This is particularly bad when the stream being passed to the ZipArchive constructor is a 10-15 minute download and you want to be processing the contents as they become available.

Please consider ZipArchive.OpenAsync or zipArchive.GetEntriesAsync to avoid blocking on I/O, too.

The first thing ZipArchive currently does with a seekable stream is Seek(-18, SeekOrigin.End). I'm hoping that can be avoided for non-seekable streams.

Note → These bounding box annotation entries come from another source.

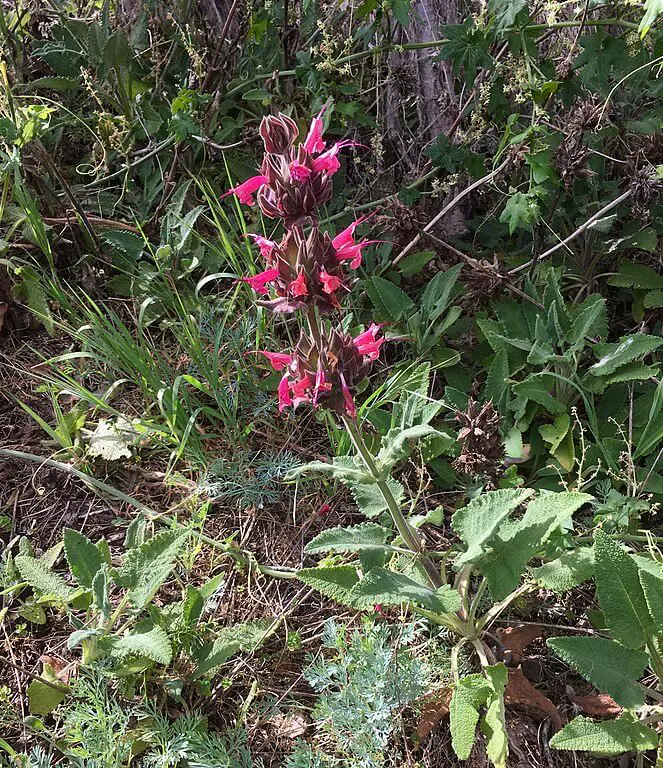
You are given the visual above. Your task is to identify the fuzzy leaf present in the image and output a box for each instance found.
[451,488,533,568]
[594,530,652,648]
[350,568,460,613]
[550,717,658,756]
[115,528,189,611]
[63,528,104,587]
[546,637,648,709]
[481,664,509,768]
[589,333,663,376]
[304,523,390,555]
[449,673,491,760]
[640,570,663,633]
[479,491,592,600]
[530,547,594,593]
[297,565,359,605]
[14,555,74,602]
[110,625,173,664]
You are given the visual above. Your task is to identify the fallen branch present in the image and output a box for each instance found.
[508,189,631,275]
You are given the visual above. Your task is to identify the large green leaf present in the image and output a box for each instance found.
[594,530,652,648]
[63,528,104,587]
[546,637,648,709]
[110,625,173,664]
[304,523,390,555]
[479,491,592,600]
[350,568,460,613]
[297,565,359,605]
[550,717,658,757]
[589,333,663,376]
[451,488,533,567]
[115,528,189,611]
[530,547,594,593]
[14,555,74,602]
[449,673,492,760]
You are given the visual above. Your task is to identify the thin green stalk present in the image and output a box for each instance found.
[343,416,444,589]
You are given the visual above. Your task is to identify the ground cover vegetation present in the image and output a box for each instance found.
[0,0,663,768]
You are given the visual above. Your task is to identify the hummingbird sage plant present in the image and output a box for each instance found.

I'm rather worried that there's no help for it given that .zip files place the directory at the end of the stream. https://en.wikipedia.org/wiki/ZIP_(file_format)#Structure mentions that scanning for file entry headers isn't necessarily valid because a file may have been deleted from the directory. However, I would guess the vast majority of .zip files are built once and never deleted from, and thus would be packed with no unused space around the file entries.

https://github.com/dotnet/runtime/blob/78593b9e095f974305b2033b465455e458e30267/src/libraries/System.IO.Compression/src/System/IO/Compression/ZipArchive.cs#L520-L522

jnm2 commented 2 years ago

https://pkware.cachefly.net/webdocs/casestudies/APPNOTE.TXT mentions streaming .zip files and says that every local file header must have an entry in the central directory. So that takes care of the deleted files concern and shows that streaming is a known use case.

4.3.2 Each file placed into a ZIP file MUST be preceded by a "local file header" record for that file. Each "local file header" MUST be accompanied by a corresponding "central directory header" record within the central directory section of the ZIP file.

4.3.5 File data MAY be followed by a "data descriptor" for the file. Data descriptors are used to facilitate ZIP file streaming.

jnm2 commented 2 years ago

To get myself unblocked, I created a proof of concept which successfully reads a streaming .zip file: https://gist.github.com/jnm2/31bdf08357a44c91d01736ad43b9c447

await using var reader = new StreamingZipReader(downloadStream);

while (await reader.MoveToNextEntryAsync(skipDirectories: true, CancellationToken.None))
{
    Console.WriteLine($"{reader.CurrentEntry.Name}: {reader.CurrentEntry.Length} bytes");

    using var stream = reader.GetCurrentEntryStream();
    using var testReader = new StreamReader(stream);
    var test = await testReader.ReadToEndAsync();
    // (my test download had only text files, and they all looked right!)
}
bjornharrtell commented 2 months ago

FWIW with permission from @jnm2 I've published StreamingZipReader as nuget https://www.nuget.org/packages/StreamingZipReader and recently fixed a bug with regard to ZIP64 support.